Die Platten im Außenbereich waren stark verwittert und beschädigt. Auch hier war eine grundhafte Sanierung erforderlich, weil der Untergrund wasserundurchlässig und die verwendeten Platten gar nicht für den Außenbereich geeignet waren. Ein Glaser hat bereits die vorhandenen Fenster in seiner Werkstatt restauriert. Defekte Bleiverglasungen wurden ersetzt oder neuzeitliche Verglasungen gegen Echtantikglas ausgetauscht. Die fest verschlossenen Fensterflügel wurden wieder gangbar gemacht, die Holzteile der Fenster aufgearbeitet.

Außerdem soll die vorhandene Türanlage restauriert werden. Das undichte Dach hat Schäden an der Decke hinterlassen. Zudem ist die Decke durch die Wandabbrüche ohnehin beschädigt. Die vorhandene Decke soll daher ausgebaut und gegen eine neue Decke mit Einbaustrahlern ausgetauscht werden. „Wir erneuern überdies die Elektrik der Trauerhalle vollständig“, berichtet Kunkel. Leuchten, Schalter und Steckdosen müssen ergänzt, die aktuell nicht vorhandene Heizung muss angeschlossen und angesteuert werden.

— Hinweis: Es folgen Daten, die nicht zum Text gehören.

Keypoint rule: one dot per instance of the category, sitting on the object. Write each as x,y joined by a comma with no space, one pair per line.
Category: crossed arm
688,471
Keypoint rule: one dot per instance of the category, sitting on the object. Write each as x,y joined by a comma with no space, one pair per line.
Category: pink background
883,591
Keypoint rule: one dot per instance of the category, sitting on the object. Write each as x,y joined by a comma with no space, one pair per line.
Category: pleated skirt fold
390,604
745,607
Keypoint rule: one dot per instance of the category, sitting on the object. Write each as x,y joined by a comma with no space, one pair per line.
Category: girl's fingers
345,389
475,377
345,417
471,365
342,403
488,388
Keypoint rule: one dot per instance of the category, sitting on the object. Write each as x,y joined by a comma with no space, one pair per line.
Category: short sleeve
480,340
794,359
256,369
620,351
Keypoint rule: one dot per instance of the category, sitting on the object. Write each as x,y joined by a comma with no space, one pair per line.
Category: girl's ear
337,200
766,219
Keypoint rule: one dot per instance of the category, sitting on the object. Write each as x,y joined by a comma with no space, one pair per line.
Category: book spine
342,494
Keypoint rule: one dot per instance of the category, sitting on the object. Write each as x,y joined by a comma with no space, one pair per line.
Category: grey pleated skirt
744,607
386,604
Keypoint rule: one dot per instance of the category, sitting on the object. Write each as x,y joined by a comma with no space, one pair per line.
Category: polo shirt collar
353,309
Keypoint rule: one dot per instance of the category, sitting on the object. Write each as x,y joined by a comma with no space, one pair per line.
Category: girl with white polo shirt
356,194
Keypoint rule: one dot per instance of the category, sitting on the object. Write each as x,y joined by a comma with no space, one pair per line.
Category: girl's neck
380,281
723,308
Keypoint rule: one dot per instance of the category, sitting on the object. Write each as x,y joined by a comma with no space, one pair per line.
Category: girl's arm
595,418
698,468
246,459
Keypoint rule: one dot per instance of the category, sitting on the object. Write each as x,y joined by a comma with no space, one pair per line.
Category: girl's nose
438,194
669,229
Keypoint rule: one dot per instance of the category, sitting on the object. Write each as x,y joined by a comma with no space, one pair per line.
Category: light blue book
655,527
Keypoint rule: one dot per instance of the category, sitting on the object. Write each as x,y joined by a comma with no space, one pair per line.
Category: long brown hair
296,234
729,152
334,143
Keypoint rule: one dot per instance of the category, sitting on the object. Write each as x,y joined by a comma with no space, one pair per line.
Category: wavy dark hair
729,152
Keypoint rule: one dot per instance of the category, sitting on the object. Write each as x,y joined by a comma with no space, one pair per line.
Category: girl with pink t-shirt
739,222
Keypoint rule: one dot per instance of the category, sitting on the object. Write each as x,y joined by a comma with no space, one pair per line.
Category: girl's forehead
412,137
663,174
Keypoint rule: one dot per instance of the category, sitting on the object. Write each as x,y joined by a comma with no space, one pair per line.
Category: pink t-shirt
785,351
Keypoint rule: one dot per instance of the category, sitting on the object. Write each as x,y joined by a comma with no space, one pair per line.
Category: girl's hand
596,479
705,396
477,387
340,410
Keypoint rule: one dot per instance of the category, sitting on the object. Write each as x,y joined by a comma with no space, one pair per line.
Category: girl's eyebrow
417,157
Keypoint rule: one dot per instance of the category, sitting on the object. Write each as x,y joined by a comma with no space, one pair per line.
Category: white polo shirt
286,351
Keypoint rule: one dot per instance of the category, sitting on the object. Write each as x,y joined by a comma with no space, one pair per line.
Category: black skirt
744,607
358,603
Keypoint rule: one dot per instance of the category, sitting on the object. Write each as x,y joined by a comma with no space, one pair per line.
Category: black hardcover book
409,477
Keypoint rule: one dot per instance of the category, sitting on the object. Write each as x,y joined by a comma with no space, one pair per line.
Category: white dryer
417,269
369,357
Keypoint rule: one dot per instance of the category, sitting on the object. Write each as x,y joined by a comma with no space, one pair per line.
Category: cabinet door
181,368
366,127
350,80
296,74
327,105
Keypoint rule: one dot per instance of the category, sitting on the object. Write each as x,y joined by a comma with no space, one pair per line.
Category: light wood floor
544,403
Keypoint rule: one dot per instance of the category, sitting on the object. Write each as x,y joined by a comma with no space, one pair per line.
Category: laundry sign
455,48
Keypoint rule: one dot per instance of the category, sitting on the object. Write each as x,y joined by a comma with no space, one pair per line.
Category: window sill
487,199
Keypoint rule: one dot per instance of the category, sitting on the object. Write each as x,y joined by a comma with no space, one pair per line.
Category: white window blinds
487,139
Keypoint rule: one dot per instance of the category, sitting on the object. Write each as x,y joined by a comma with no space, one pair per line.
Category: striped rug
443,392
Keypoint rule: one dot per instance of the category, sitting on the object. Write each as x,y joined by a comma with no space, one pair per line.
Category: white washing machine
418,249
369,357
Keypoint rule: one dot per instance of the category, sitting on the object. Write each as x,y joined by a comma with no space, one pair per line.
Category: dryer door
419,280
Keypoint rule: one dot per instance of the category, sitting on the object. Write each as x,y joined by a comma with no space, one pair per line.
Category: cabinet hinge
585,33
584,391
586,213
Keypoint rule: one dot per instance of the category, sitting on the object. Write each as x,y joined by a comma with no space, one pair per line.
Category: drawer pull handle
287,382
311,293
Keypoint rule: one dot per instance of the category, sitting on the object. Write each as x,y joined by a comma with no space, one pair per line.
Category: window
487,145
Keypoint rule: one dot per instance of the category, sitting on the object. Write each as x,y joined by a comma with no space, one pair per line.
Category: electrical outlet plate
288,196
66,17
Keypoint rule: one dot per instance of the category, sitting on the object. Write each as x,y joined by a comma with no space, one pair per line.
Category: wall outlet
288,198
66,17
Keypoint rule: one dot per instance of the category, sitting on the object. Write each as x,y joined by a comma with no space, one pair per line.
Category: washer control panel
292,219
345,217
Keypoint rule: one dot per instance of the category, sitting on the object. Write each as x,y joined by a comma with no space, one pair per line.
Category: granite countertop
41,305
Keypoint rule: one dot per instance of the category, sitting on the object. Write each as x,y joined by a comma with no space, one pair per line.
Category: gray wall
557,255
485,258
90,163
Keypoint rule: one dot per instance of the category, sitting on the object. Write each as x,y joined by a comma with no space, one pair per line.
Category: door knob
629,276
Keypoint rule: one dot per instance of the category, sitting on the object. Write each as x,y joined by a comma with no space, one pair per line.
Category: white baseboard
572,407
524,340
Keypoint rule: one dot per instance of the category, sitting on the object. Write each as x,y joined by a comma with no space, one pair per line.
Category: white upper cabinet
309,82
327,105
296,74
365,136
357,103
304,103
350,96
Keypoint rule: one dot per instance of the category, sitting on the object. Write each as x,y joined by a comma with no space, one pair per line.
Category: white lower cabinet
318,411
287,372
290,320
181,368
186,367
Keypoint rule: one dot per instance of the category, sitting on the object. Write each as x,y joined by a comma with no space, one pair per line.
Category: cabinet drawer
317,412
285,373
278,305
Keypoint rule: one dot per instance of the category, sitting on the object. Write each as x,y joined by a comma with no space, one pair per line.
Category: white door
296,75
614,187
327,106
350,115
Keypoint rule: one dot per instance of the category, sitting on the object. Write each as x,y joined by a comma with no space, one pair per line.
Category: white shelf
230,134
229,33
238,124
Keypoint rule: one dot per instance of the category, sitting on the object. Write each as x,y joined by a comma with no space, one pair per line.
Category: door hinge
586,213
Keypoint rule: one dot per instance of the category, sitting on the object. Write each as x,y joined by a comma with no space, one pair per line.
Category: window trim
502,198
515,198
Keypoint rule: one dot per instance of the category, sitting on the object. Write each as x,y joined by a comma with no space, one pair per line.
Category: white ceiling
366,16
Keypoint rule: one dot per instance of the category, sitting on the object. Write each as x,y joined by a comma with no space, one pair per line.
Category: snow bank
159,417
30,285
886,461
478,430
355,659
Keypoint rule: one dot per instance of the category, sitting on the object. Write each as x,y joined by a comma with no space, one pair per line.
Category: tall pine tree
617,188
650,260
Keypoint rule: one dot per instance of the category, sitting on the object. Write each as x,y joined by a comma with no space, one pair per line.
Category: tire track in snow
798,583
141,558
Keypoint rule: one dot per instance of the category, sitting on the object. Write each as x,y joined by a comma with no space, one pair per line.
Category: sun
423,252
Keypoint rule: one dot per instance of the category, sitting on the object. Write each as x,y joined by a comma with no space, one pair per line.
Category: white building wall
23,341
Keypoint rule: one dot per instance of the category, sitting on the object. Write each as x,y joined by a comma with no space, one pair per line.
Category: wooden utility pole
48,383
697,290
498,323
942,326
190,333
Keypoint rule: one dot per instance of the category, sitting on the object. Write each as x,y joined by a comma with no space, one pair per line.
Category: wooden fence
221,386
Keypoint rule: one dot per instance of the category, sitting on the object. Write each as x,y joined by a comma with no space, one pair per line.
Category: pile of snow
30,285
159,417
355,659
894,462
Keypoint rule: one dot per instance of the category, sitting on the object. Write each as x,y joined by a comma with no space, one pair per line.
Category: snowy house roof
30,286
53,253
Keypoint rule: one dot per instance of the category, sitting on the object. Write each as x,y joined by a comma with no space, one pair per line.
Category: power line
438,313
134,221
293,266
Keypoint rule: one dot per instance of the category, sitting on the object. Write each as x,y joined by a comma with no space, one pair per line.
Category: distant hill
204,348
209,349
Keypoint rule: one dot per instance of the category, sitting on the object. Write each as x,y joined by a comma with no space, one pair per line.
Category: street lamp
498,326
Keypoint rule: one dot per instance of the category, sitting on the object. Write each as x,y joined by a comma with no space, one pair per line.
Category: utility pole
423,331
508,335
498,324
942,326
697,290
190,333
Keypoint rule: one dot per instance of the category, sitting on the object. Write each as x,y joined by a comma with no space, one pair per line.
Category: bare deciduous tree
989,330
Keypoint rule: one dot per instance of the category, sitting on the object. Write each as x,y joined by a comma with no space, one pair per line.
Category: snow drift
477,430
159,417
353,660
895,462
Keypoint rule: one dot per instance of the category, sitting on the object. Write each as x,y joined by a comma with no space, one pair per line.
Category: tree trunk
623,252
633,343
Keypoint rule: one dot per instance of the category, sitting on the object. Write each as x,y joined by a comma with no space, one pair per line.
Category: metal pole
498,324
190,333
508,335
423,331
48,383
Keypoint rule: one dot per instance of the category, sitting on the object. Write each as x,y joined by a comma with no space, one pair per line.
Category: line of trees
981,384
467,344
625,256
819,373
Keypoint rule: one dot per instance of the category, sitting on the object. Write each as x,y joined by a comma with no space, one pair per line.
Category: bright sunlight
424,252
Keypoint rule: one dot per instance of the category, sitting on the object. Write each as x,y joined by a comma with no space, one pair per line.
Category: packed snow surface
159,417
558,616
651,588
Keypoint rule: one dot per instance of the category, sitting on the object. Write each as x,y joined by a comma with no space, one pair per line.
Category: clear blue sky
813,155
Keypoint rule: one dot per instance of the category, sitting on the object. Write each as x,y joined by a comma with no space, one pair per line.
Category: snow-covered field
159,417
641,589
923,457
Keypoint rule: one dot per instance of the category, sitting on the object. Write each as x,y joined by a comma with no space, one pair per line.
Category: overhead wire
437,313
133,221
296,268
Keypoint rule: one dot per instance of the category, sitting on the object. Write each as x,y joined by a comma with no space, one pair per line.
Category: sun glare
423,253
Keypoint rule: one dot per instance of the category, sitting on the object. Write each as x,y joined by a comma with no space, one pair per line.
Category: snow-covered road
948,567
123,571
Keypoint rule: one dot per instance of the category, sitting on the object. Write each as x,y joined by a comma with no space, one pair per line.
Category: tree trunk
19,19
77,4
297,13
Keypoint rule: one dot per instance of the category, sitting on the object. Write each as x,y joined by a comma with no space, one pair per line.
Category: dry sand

Die Außenputzoberflächen der Außenwände weisen diverse Beschädigungen wie Risse, Abplatzungen durch Feuchtigkeitseintrag und Pflanzbewuchs der Fassade auf. Zudem weichen die Putzoberflächen der Trauerhalle von denjenigen der bereits sanierten Toilette ab. Die Putzflächen müssen überarbeitet und instandgesetzt werden. „Wir wollen die Oberflächen passend zu denjenigen der Toilette herstellen lassen“, erläutert Kunkel. Der Maler soll zudem den Auftrag erhalten, auch die Holzteile im Bereich des Dachüberstandes, des Vordachs und der Vordachstützen zu überarbeiten. Um eine größtmögliche Kostenkontrolle zu behalten, vergibt die Stadt die Malerarbeiten allerdings erst dann, wenn der Innenausbau abgeschlossen ist.

Die Erbacher Trauerhalle auf einem historischen Foto unbekannten Datums aus dem Stadtarchiv.